As a refresher, with S3 sources, you can:
- Connect to Amazon S3 object storage
- Specify object name filters that ensure Materialize is only downloading and processing the objects you need
- Hook in to AWS’ built-in SQS API for notifying downstream services of bucket/object changes so Materialize can ingest new objects as soon as they appear. Views defined downstream of S3 sources with SQS notifications enabled will incrementally update as new objects are added to the bucket!
- Ingest data from S3 as raw text/bytes, CSV, or JSON
- Use gzip-compressed S3 sources
Example of where an S3 source can be useful:
If you only keep recent data in Kafka but have everything in a S3 datalake, you can ingest the S3 data once before starting the Kafka stream to get the full history. In other words, you can combine live Kafka streams with the full history of events from the S3 data lake.
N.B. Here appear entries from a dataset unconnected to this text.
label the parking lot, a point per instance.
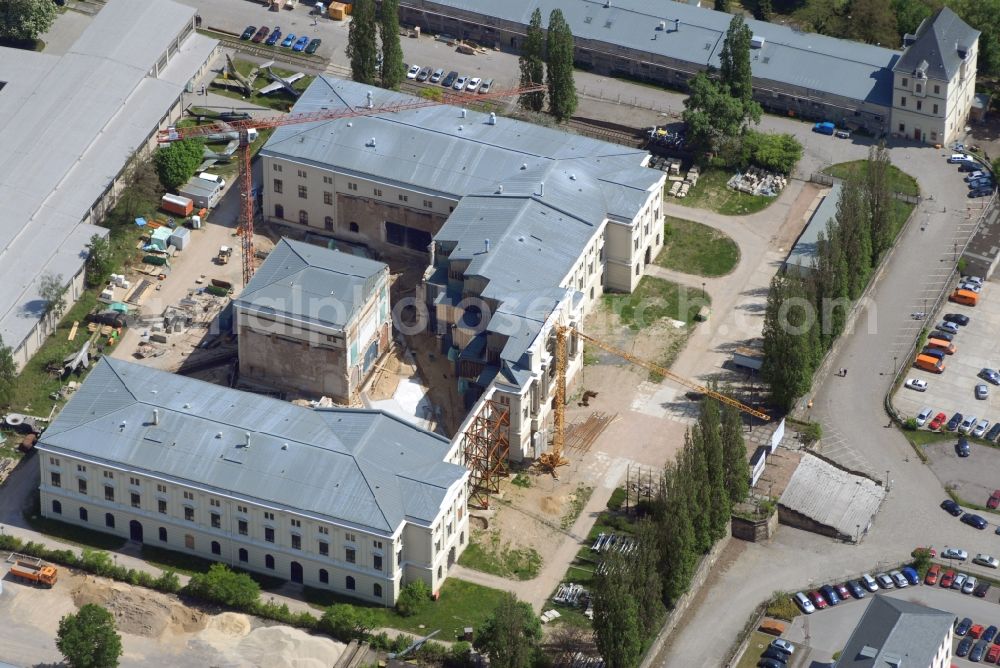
(826, 632)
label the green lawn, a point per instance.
(655, 299)
(697, 249)
(899, 181)
(711, 193)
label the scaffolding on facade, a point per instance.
(487, 447)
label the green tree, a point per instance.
(362, 43)
(736, 464)
(510, 635)
(532, 63)
(8, 374)
(617, 627)
(222, 585)
(178, 161)
(24, 20)
(88, 639)
(392, 53)
(559, 67)
(347, 622)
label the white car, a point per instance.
(955, 553)
(986, 560)
(923, 416)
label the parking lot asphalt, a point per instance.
(827, 631)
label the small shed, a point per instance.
(179, 237)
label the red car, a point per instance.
(818, 600)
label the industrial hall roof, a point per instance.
(68, 126)
(360, 468)
(308, 284)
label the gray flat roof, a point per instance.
(68, 125)
(310, 284)
(852, 69)
(363, 468)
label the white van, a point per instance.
(215, 178)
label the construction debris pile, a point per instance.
(756, 181)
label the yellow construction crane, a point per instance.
(554, 458)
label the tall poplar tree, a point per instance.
(532, 63)
(559, 67)
(362, 44)
(392, 53)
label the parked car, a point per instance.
(804, 603)
(955, 553)
(938, 420)
(952, 507)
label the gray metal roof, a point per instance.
(67, 127)
(307, 283)
(363, 468)
(434, 149)
(852, 69)
(938, 40)
(804, 253)
(894, 633)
Once Materialize downloads an S3 object it will process each line as an event, much like any other source. Users should source S3 buckets where objects are append-only, Materialize will silently ignore deleted or updated objects in S3. Users can specify which objects should be ingested.
Key Change: Volatility
In 0.8 we introduced a new concept called Volatility, which is used to describe sources that can’t necessarily guarantee Materialize access to the exact same complete set of data between restarts. Examples of volatile sources include PubNub and Amazon Kinesis. Specifically, PubNub is a volatile source because it only provides a message queue-like stream of live events.
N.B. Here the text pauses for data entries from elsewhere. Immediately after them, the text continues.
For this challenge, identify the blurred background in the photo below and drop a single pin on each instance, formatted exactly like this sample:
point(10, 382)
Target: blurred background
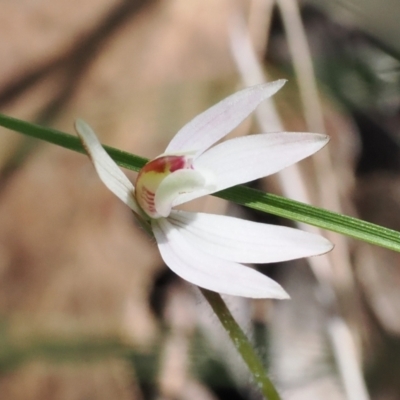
point(88, 310)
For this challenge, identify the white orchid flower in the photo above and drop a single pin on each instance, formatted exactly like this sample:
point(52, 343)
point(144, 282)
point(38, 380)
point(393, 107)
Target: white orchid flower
point(204, 249)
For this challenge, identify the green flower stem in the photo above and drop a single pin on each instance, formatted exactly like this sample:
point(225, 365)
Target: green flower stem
point(251, 198)
point(241, 344)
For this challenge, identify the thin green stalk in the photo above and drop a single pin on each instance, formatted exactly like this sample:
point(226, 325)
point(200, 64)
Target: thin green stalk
point(241, 344)
point(248, 197)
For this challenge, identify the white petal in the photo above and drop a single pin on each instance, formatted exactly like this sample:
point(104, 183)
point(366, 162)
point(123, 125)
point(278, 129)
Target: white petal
point(245, 241)
point(247, 158)
point(108, 171)
point(216, 122)
point(184, 180)
point(210, 272)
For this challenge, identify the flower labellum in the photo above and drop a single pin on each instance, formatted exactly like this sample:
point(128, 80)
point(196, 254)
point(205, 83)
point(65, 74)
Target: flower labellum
point(205, 249)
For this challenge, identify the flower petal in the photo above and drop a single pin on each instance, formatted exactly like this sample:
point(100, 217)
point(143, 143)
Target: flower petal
point(108, 171)
point(183, 180)
point(216, 122)
point(247, 158)
point(245, 241)
point(210, 272)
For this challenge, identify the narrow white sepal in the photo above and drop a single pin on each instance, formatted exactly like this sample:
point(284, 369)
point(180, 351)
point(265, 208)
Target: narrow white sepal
point(108, 171)
point(245, 241)
point(247, 158)
point(209, 272)
point(216, 122)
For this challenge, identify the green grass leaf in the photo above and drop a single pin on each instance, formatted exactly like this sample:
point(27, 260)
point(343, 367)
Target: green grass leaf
point(245, 196)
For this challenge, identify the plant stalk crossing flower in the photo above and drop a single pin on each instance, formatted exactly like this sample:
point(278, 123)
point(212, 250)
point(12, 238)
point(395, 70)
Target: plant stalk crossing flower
point(205, 249)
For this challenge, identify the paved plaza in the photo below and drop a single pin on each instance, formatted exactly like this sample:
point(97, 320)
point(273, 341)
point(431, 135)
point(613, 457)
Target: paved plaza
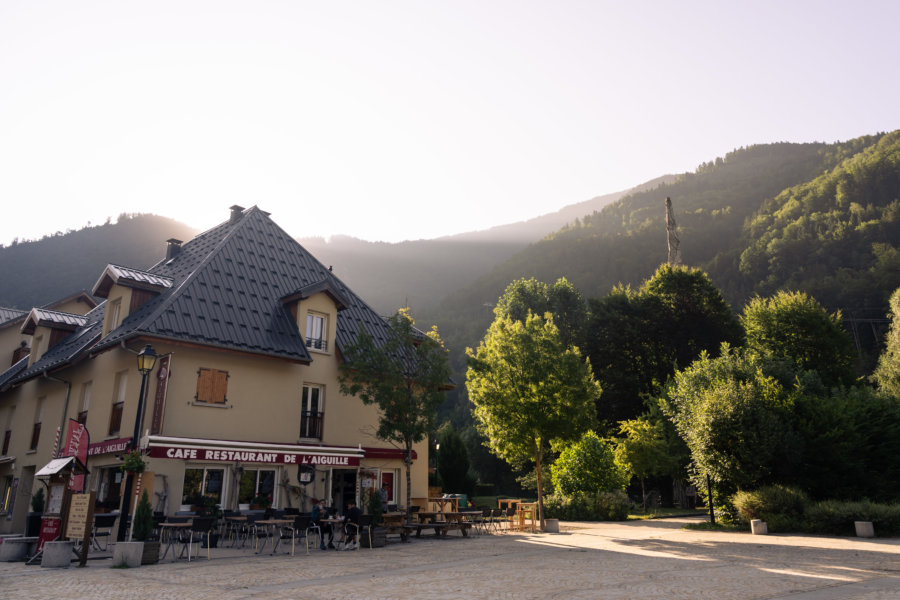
point(640, 560)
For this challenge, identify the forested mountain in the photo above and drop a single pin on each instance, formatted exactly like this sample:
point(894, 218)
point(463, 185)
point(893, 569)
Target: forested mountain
point(625, 241)
point(421, 273)
point(38, 272)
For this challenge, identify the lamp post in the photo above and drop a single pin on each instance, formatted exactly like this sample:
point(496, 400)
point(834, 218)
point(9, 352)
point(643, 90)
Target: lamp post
point(146, 362)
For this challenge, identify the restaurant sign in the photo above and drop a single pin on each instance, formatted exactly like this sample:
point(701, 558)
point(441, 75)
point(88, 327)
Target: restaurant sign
point(109, 446)
point(253, 456)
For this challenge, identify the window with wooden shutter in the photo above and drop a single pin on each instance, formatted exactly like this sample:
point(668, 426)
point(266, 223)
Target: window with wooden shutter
point(212, 386)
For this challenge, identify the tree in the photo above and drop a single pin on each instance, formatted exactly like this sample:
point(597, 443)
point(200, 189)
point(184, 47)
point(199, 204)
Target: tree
point(453, 462)
point(588, 466)
point(529, 390)
point(735, 420)
point(405, 376)
point(562, 300)
point(644, 450)
point(795, 327)
point(637, 339)
point(887, 375)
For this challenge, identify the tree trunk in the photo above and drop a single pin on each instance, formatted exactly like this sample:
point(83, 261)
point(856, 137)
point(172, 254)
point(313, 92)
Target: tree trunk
point(537, 461)
point(407, 459)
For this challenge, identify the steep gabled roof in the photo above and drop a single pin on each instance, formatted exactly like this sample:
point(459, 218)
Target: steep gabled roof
point(9, 316)
point(114, 274)
point(53, 319)
point(227, 289)
point(72, 348)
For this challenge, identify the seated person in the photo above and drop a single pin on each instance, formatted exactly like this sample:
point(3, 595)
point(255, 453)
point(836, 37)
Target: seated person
point(351, 516)
point(320, 512)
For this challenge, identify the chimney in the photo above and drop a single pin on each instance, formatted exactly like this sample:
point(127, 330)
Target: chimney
point(173, 248)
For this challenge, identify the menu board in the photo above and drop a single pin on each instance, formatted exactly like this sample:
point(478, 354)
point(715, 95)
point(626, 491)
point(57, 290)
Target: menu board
point(79, 516)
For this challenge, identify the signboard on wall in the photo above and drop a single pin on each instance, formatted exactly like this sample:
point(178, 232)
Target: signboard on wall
point(252, 456)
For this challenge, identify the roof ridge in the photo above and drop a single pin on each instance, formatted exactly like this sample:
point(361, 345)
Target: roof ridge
point(173, 294)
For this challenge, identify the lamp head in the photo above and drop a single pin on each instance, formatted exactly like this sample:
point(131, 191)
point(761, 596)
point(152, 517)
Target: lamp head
point(146, 359)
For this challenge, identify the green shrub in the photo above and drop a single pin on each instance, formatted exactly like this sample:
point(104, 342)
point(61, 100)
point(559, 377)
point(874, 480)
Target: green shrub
point(143, 519)
point(836, 518)
point(781, 507)
point(604, 506)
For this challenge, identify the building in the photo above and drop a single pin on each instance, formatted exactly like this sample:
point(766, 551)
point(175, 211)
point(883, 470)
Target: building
point(249, 329)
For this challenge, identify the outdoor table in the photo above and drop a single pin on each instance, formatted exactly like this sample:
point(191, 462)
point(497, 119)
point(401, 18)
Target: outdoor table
point(233, 525)
point(274, 534)
point(168, 532)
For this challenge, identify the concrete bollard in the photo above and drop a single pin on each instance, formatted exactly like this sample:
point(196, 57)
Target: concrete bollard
point(57, 555)
point(128, 554)
point(864, 528)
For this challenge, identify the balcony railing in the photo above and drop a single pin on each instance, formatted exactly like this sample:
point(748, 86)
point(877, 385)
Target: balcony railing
point(317, 343)
point(311, 424)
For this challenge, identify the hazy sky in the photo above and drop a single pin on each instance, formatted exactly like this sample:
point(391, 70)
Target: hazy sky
point(392, 120)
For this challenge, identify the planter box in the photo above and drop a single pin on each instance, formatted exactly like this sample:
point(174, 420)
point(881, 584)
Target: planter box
point(129, 554)
point(57, 555)
point(150, 555)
While it is possible to connect to volatile sources in Materialize, the system internally tracks the volatility. Upcoming features that rely on deterministic replay, like exactly-once sinks (which are now available in experimental mode), will not support construction atop volatile sources.
Key Change: Debezium Upsert Envelope
We now support Debezium’s upsert envelope, which allows inserts, updates, and deletes to Kafka data streamed to Materialize. The envelope is also compatible with Kafka’s log-compaction feature, and can be useful for users who want to ingest compacted CDC sources in Materialize.
Key Change: Temporal Filters
Temporal Filters have been graduated from experimental feature status. Temporal filters allow you to limit the memory consumption of Materialize by writing views that only retain data from certain time windows. We’re particularly excited about temporal filters because they enable a lot of commonly requested capabilities like sliding and tumbling windows without forcing the user to break out of their SQL workflow. All you really need is SQL, and the ability to refer to time, to make your data run!
Quality-of-life improvements
- COPY FROM copies data into a table using the Postgres COPY protocol
- You can set offsets for Kafka partitions
- Sort NULLs last, to match the default sort order in PostgreSQL
- New operators and functions:
- #> and #>> jsonb operators
- New SQL functions, such as pow, jsonb_agg_object, repeat and encode / decode, to convert binary data to and from several textual representations.
- New SQL functions, trigonometric and cube root operators.
- Equality operators on array data
- Upsert envelope for Debezium sources
- Default logical-compaction-window was changed from 60s to 1ms
- Removed CREATE SINK…AS OF, which did not have sensible behavior after Materialize restarted. We intend to reintroduce this feature with a more formal model of AS OF timestamps.
- round behavior now matches PostgresSQL, in which ties are rounded to the nearest even number, rather than away from zero
- Added default support for encryption-at-rest to Materialize Cloud
- Lots of performance, memory utilization, and usability improvements plus bugfixes!
For the full feed of updates, including upcoming changes, see the Materialize changelog in docs and the Stable Releases. You can install Materialize today here!
Version 0.9 will have additional bug fixes and process improvements in addition to key user-facing features, including decimals and SOC 2 Compliance for Materialize Cloud.